Both OneNote and Outlook use calendar as set in the Regional and Language Options.  If the Current Format is using Um-al-Qura calendar, then the date display and Date Picker in these applications will show the Um-al-Qura calendar.  Below is a page created in OneNote with these settings.


Applications Dependent On The Office Enabled Editing Language

Publisher and Word don’t depend on the operating system for Um-al-Qura calendar support.  Instead, they depend on whether an Arabic editing language has been enabled in Office.  Please refer to the article How to type in my language using office 2010 if you are not familiar with the concept of an Office editing language.

Publisher and Word

Both Publisher and Word allow you to insert dates (Insert tab –> Date & Time).  One difference between Publisher and Word and the applications that are dependent on operating system, is the Um-al-Qura calendar is also available as a selection for English languages.  Word also has Um-al-Qura calendar support in the Fields and Date Controls.


That’s it for today’s lesson, I hope you all learned something new.  Please don’t hesitate to post a comment if you have questions for the Professor.

The Professor

PS.  I would like to offer my thanks to Peter Liang for his invaluable contribution on this article.  Peter works with the Office Global Experience Platform team at Microsoft as a Software Development Engineer in Test.  Peter is originally from China but he and his team work in Redmond, Washington, USA.  Peter and his team specifically focus on making sure the Office applications are “world-ready” for our dedicated students like you!  Assisting Peter with this article was Grace Sturman, Gwyneth Marshall, Ziad Khalidi, and Ahmad Abu-Dayah.

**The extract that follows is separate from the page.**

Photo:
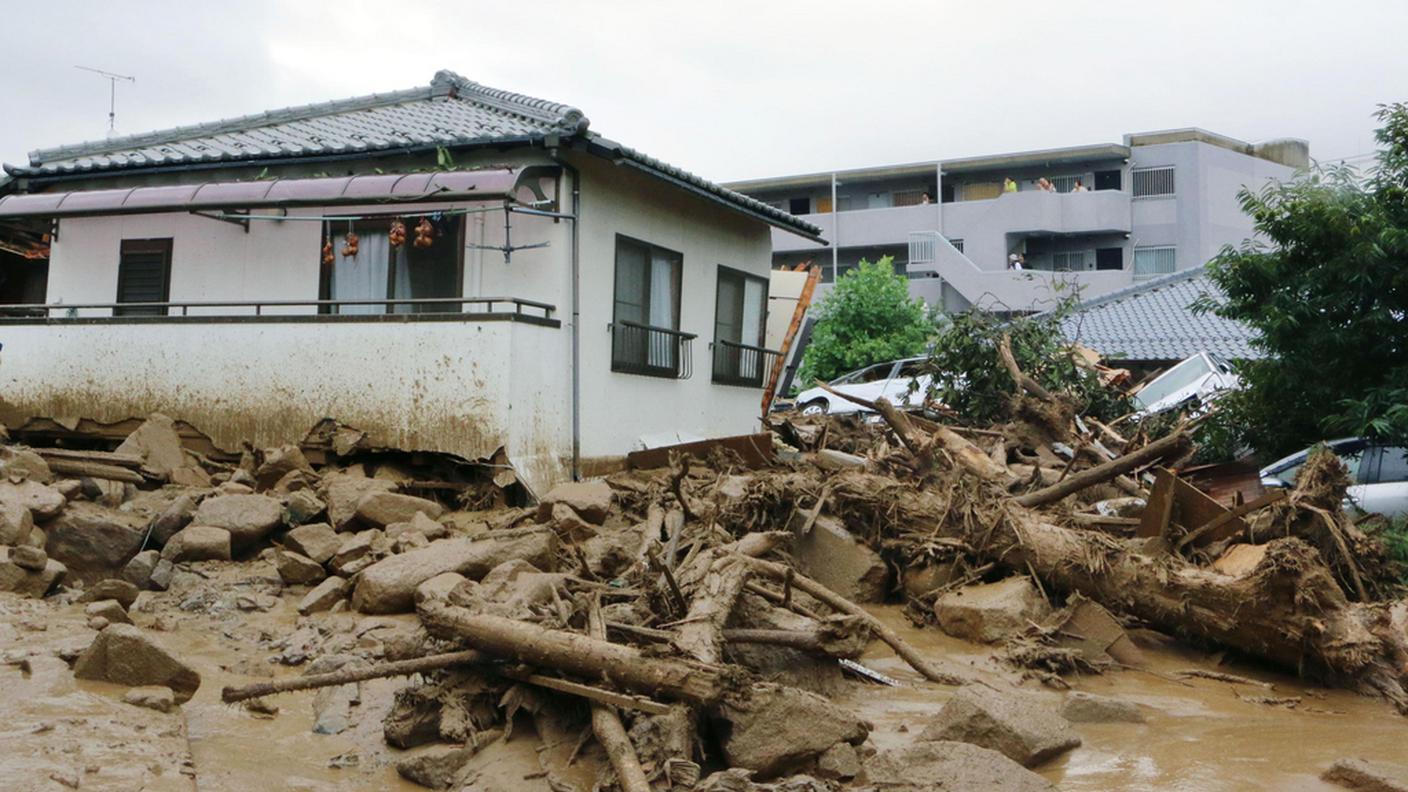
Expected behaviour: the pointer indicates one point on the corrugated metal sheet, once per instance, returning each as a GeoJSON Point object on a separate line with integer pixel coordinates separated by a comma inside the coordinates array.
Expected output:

The example companies, organizations, products, domain names, email addresses, logos, people and events depicted herein are fictitious. No association with any real company, organization, product, domain name, e-mail address, logo, person, or event is intended or should be inferred.

Comments (2)

  1. Anonymous says:

    There is no planned support for Um al-Qura in SharePoint 2010 at this time.

  2. Mourad Askar says:

    What about SharePoint 2010 UmAlQura Support? any ideas about that?